The paper states the following: "While the nonautoregressive model throughput is bounded to ∼ 2.8 samples/second for batch sizes bigger than 64, the autoregressive model throughput is linear in batch size, only limited by the GPU memory".

Could you explain why? Why would the throughput for the AR model be linear w.r.t. batch size, but the throughput for the non-AR model more or less constant?

I would expect more or less such a relation between throughput and sequence length, but I don't immediately see what causes this connection between throughput and batch size.

yukara-ikemiya commented 3 months ago

First of all, throughput in this case represents "how many audio samples can the model generate per second". So, naively thinking, if we use 2 times larger batch size, the model can parallelly generate samples of twice the number, which is what happens in the AR case in the Figure 2.

The difference of inference speed (throughput) between AR and non-AR arises from the following reasons.

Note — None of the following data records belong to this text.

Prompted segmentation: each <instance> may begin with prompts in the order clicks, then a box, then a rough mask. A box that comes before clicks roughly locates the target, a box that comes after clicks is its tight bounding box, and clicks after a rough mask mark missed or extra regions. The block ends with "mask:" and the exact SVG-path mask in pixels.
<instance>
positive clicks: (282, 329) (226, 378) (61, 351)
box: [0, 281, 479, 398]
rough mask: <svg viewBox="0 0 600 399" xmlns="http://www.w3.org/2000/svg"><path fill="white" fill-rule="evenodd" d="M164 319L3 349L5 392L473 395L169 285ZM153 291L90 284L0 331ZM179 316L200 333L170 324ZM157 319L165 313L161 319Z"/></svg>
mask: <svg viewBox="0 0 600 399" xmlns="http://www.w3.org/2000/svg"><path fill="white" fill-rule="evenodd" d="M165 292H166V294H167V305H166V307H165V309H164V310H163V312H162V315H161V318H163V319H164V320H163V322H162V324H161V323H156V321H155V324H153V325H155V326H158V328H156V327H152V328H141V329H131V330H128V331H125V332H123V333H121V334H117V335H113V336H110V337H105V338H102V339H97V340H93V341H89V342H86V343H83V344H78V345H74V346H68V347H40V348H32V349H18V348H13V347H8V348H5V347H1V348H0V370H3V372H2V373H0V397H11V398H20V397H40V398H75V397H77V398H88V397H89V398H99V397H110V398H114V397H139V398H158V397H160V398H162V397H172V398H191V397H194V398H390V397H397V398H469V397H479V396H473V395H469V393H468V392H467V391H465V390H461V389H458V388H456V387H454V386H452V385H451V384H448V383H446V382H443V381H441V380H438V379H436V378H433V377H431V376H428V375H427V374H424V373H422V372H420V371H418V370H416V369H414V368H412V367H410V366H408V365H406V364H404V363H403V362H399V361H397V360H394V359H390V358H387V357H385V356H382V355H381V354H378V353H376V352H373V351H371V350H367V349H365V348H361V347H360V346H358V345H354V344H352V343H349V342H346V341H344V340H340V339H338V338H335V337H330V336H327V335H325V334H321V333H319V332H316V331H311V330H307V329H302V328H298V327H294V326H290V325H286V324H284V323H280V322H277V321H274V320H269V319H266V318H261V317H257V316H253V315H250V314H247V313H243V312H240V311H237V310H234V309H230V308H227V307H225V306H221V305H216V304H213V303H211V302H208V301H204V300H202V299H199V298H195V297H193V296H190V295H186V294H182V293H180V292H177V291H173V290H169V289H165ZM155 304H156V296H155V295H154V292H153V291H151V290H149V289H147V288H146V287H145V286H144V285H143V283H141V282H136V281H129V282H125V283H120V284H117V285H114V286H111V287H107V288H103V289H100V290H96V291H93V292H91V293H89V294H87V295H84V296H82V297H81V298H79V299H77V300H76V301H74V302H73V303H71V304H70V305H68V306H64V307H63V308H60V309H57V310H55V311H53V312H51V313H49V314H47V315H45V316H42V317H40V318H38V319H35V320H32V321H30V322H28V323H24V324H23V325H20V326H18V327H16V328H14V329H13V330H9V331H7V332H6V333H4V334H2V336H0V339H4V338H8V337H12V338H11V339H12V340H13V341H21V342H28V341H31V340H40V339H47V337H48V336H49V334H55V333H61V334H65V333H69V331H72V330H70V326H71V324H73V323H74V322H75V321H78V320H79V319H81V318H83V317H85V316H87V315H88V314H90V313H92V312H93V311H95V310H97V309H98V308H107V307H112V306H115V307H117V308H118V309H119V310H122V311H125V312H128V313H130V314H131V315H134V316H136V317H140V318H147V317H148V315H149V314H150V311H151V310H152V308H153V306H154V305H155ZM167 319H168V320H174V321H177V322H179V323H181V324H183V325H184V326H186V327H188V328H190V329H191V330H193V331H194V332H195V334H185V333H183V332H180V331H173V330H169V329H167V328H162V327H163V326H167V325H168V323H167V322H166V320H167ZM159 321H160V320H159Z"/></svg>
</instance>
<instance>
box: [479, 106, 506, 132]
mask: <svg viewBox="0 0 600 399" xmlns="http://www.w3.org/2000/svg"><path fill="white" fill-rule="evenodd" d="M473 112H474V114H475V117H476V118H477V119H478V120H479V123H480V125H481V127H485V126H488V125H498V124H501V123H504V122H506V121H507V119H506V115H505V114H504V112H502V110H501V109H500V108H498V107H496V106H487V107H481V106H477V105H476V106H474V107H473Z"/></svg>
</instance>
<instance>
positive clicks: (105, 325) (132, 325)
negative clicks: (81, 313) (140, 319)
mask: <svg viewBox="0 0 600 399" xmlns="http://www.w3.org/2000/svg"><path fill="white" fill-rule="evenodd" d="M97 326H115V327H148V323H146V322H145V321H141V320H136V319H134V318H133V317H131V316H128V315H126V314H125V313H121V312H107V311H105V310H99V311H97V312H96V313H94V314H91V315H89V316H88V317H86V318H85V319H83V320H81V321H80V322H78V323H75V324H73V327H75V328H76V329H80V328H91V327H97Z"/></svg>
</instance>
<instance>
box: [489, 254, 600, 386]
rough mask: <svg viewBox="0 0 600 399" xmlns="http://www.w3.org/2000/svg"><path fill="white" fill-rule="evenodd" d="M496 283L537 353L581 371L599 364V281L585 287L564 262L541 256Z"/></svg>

  1. AR models can use key-value caching technique at inference time. Thanks to this, the model only have to compute key/values at the current position (only one token), so the computaiton order is almost linear.
  2. In contrast, non-AR models have to compute attention of "full sequence" at every inference step, which takes much much higher computatianl cost. I think this is the reason why the throughput of non-AR case is bounded even when using larger batch size.